I have found, however, that when the braze material melts and a tungsten carbide wear ring is urged into a countersink as described above, most of the liquefied braze material flows into the cylindrical bore leaving an insufficient amount of braze material to retain the parts in the assembled relationship. When a tungsten carbide insert is brazed into a countersink around the bore in a tool holder, as described above, it has been found that the braze will fail when the tool is subjected to the forces required to cut hard material such as concrete or asphalt. An improved method is therefore needed for brazing a tungsten carbide tubular part in nested relationship with a countersink in a metal part.
Briefly, the present invention is embodied in a method of assembling a tungsten carbide tubular part in coaxial relationship with the bore of another part where the end of the tubular part nests into the second part.
In accordance with the present invention, to braze a tungsten carbide tubular part into a countersink in a metal body having a coaxial bore therein, a plurality of rings of braze material are needed. The rings of brazing material have an inner diameter at least equal to the inner diameter of the tungsten carbide tubular part and an outer diameter which is less than the inner diameter of the countersink. The parts are arranged in coaxial relationship with the rings of braze material and a viscous flux positioned between the complementarily shaped surfaces of the parts to be bonded together.

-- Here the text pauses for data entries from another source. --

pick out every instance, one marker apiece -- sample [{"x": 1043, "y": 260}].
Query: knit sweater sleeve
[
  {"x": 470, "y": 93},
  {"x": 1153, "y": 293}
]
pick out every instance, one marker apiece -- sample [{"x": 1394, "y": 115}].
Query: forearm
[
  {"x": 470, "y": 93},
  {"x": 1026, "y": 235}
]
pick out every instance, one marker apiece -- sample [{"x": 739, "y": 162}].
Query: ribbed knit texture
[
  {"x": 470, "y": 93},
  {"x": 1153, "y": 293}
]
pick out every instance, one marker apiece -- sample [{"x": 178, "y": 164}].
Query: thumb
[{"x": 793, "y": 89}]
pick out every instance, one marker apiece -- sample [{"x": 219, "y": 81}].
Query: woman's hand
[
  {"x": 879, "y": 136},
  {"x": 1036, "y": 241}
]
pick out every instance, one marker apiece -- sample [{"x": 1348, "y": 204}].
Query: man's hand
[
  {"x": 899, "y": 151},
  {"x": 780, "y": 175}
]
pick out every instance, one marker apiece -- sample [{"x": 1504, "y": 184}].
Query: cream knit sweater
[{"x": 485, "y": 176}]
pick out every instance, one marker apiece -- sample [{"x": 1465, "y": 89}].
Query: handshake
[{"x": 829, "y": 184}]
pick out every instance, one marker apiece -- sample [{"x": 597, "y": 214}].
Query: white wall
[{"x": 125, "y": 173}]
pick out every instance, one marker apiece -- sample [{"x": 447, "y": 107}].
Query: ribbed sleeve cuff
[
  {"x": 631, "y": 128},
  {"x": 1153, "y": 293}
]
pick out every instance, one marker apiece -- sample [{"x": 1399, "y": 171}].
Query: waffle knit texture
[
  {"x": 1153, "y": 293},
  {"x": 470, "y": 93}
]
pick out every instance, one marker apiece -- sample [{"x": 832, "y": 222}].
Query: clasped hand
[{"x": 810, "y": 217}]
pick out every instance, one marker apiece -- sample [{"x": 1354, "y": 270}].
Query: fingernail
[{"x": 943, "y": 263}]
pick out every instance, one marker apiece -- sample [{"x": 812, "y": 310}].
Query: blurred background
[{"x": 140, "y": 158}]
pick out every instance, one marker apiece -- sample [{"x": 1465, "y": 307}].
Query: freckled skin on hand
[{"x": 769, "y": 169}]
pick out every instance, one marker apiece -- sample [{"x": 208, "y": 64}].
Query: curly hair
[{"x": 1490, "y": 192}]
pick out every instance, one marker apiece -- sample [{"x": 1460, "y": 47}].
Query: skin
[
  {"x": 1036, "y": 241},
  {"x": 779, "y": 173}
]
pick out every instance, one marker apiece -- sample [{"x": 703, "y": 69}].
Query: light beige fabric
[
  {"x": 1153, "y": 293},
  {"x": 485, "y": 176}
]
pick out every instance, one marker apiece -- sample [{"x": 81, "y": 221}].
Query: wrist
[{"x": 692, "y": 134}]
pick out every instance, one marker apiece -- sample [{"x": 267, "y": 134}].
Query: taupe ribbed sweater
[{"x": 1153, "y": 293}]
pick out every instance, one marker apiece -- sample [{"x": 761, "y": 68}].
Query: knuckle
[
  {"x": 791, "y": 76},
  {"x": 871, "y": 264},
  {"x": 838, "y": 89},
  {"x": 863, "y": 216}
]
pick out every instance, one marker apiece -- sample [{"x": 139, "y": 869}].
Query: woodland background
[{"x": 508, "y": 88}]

In a first embodiment of the invention a compressible tubular sleeve (such as a split ring) made of a soft material having an outer diameter which is a little larger than the inner diameter of the cylindrical bore in the metal body is press fitted into the bore of the metal body. The rings of braze material are fitted over the compressible sleeve, then the tungsten carbide wear ring is fitted around the compressible sleeve and against the rings of braze material. The flux is applied to facilitate the brazing process. The assembled parts are thereafter heated, preferably by induction using a channel type coil, causing the braze material to melt. After the braze material has melted the tubular part is urged into nested relationship in the metal body. The parts are orientated so that gravity will urge the parts together and the braze material is retained between the parts by the tubular sleeve of soft metal between the tungsten carbide tubular part and the metal body.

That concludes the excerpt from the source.